An Automated Approach to Multidimensional Benchmarking on Large-Scale Systems
Samuel Leeman-Munk and Aaron WeedenVolume 1, Issue 1 (December 2010), pp. 44–50
https://doi.org/10.22369/issn.2153-4136/1/1/7BibTeX
@article{jocse-1-1-7, author={Samuel Leeman-Munk and Aaron Weeden}, title={An Automated Approach to Multidimensional Benchmarking on Large-Scale Systems}, journal={The Journal of Computational Science Education}, year=2010, month=dec, volume=1, issue=1, pages={44--50}, doi={https://doi.org/10.22369/issn.2153-4136/1/1/7} }
High performance computing raises the bar for benchmarking. Existing benchmarking applications such as Linpack measure raw power of a computer in one dimension, but in the myriad architectures of high performance cluster computing an algorithm may show excellent performance on one cluster while on another cluster of the same benchmark it performs poorly.
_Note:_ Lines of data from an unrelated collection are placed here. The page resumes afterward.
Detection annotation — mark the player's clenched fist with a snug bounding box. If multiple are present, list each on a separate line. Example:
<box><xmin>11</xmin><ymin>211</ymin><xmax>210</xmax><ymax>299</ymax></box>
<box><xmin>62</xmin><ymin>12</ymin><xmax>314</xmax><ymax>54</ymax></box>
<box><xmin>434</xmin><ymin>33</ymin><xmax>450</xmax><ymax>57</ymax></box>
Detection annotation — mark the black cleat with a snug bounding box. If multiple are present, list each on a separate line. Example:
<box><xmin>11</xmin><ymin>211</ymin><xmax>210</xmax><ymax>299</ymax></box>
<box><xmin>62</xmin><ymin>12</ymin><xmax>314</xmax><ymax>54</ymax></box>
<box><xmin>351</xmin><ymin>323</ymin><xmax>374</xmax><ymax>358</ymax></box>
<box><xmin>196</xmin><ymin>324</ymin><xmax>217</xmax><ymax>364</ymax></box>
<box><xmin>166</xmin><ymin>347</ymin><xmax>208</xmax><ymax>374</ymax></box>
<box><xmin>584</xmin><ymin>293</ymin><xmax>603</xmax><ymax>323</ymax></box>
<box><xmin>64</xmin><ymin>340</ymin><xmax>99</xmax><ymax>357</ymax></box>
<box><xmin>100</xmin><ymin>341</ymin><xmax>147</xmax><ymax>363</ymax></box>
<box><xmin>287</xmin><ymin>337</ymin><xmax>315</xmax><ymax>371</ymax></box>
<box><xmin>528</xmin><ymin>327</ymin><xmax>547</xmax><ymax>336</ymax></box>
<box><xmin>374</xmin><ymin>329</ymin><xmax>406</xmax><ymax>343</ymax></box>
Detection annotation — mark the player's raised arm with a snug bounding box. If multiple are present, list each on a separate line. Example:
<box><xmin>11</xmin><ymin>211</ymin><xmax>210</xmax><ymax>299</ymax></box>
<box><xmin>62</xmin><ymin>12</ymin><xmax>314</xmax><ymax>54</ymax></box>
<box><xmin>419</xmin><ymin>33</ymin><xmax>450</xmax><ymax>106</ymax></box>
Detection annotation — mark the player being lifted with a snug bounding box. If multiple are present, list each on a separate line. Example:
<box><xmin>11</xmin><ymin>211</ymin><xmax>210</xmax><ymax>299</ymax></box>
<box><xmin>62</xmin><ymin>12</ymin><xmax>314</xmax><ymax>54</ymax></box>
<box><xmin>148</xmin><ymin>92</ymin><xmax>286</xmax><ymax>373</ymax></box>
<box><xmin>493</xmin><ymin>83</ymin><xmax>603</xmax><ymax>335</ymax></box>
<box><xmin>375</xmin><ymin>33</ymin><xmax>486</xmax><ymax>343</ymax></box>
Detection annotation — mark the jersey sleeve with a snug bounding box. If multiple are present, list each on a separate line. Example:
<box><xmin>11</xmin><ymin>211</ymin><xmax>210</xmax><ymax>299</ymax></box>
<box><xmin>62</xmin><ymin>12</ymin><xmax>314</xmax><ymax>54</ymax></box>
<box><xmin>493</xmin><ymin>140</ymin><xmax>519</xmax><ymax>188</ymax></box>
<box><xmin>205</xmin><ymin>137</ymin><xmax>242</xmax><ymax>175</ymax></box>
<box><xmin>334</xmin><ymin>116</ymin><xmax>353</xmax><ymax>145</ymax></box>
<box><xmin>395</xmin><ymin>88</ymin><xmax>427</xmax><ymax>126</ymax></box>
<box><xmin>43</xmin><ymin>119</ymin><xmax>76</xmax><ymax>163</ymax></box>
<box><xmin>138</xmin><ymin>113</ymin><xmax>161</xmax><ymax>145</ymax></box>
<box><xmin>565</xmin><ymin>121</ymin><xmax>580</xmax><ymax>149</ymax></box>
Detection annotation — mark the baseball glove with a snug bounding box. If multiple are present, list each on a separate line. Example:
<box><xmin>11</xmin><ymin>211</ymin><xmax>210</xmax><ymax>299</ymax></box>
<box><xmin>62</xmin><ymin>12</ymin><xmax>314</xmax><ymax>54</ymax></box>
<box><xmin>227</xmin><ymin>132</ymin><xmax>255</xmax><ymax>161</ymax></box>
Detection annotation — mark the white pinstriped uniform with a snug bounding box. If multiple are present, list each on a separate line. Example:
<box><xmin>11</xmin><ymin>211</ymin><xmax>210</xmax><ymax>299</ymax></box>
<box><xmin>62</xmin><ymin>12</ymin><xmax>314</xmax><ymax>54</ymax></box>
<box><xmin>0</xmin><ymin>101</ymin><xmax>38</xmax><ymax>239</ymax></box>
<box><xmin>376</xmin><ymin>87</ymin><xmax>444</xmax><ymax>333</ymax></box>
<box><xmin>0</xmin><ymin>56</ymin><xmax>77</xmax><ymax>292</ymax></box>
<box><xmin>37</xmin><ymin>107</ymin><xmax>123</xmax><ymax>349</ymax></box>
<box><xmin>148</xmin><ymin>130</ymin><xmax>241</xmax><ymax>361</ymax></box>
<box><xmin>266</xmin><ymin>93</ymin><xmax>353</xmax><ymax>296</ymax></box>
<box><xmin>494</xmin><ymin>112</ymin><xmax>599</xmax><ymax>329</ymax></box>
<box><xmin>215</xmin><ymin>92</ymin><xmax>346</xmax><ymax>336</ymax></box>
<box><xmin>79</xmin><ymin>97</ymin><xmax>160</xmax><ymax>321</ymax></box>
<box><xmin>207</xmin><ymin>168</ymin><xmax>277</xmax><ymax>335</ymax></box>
For a year a group of Earlham student researchers worked through the Undergraduate Petascale Education Program (UPEP) on an improved, multidimensional benchmarking technique that would more precisely capture the appropriateness of a cluster resource to a given algorithm. We planned to measure cluster effectiveness according to the thirteen dwarfs of computing as published in Berkeley's parallel computing research paper. To accomplish this we created PetaKit, a software stack for building and running programs on cluster computers.